Nathan : Liberté de langage
Scène

Nathan : Liberté de langage

Chez Emmanuel Schwartz, l’histoire se construit au moyen d’un langage qu’il fait rimer avec liberté. Invité à commenter la conception de sa pièce Nathan, il livre une leçon de  sémiologie.

Nathan Bénédict entre en combustion au moment où il achève un essai généalogique qu’il rédigeait sur ses racines. Étrange, la prémisse de Nathan (NathanBénédictestunYiKing) est un ajout pourtant sensé au corpus d’Emmanuel Schwartz.
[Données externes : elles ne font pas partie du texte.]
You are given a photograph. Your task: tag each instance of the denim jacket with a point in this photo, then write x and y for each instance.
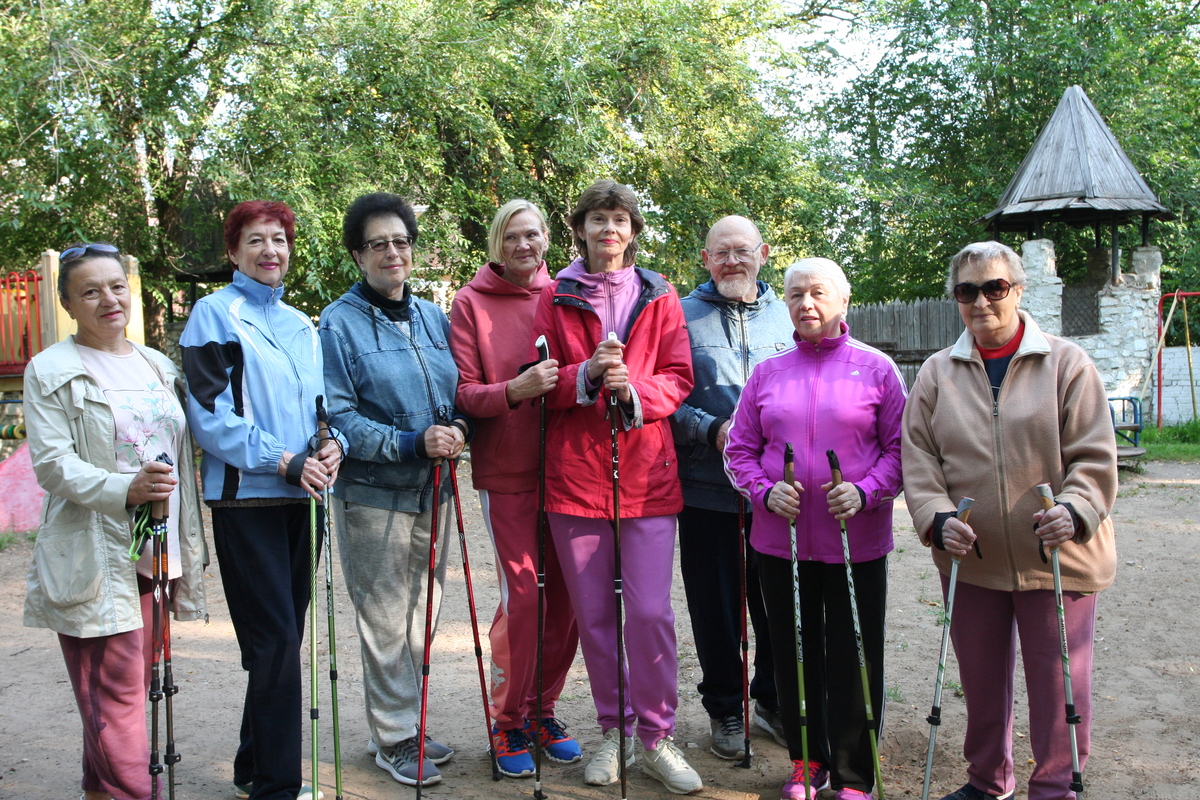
(387, 383)
(729, 338)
Si la notion de filiation est un moteur pour ce créateur, il est ardu de ne pas succomber à des excès généalogiques en survolant sa carrière tant les thématiques qui la stimulent sont imbriquées l’une dans l’autre.

Ses interprétations fines dans Littoral et Forêts, toutes deux de Wajdi Mouawad, ont projeté Schwartz à l’avant-scène. C’est d’ailleurs épaulé par sa compagnie Abé Carré Cé Carré, cofondée avec Mouawad, qu’il a élaboré Nathan. "Avoir travaillé avec Wajdi m’a dirigé vers certaines pistes de déflexion. La construction d’une généalogie et l’impact de la transmission d’un legs génétique dans le développement des personnages, que j’explore dans Nathan, sont au coeur de Forêts", constate Schwartz, secondé ici par Alice Ronfard à la dramaturgie.

La généalogie que rédige Nathan prend des airs mythologiques. Emmanuel Schwartz a choisi d’aborder l’identité comme une construction qu’il revient à chaque être humain d’accomplir. Il propose: "L’identité, c’est une mythologie personnelle, surtout à une époque où les signes et les sens des grandes traditions religieuses se multiplient autant qu’ils s’évacuent." Ce désir de réinventer son passé et, du même coup, son identité émanerait d’une profonde insatisfaction. À ce chapitre, Schwartz reconnaît les ponts qui relient Nathan et Laurentie, film-fable sur l’identité québécoise dont l’artiste est la tête d’affiche.

Pour la conception sonore de Nathan, Schwartz a collaboré avec son complice Francis La Haye, seconde moitié du projet musical Nobody Nose et auteur de l’environnement sonore de Chroniques, la précédente création de Schwartz. Affirmant être particulièrement sensible à l’ambiance de ses pièces, Schwartz recherche un synchronisme entre le son et le texte qui commence à prendre forme tôt dans un processus d’écriture lui-même bercé par la musique.

Inspiré par une "soif d’authenticité", Emmanuel Schwartz aspire à rester le plus près possible de ses préoccupations sans que ces dernières deviennent des credos ou des étendards immuables. "Nous nous devons, en tant qu’artistes, d’aller là où ça fait peur, de poser un geste créatif à la fois impudique et précis qui provoque une alchimie. Il faut multiplier les sens et rendre universel ce qui est personnel."

C’est parce qu’il était fasciné par la capacité qu’a l’écriture de donner un sens à l’existence et au passé de ceux qui s’y adonnent que Schwartz en a fait le thème central de Nathan. Tel le Caligula auquel il a donné vie dans le Remix de Marc Beaupré, Schwartz propage une matière à interpréter avec l’ivresse et le nihilisme de l’être absolument libre.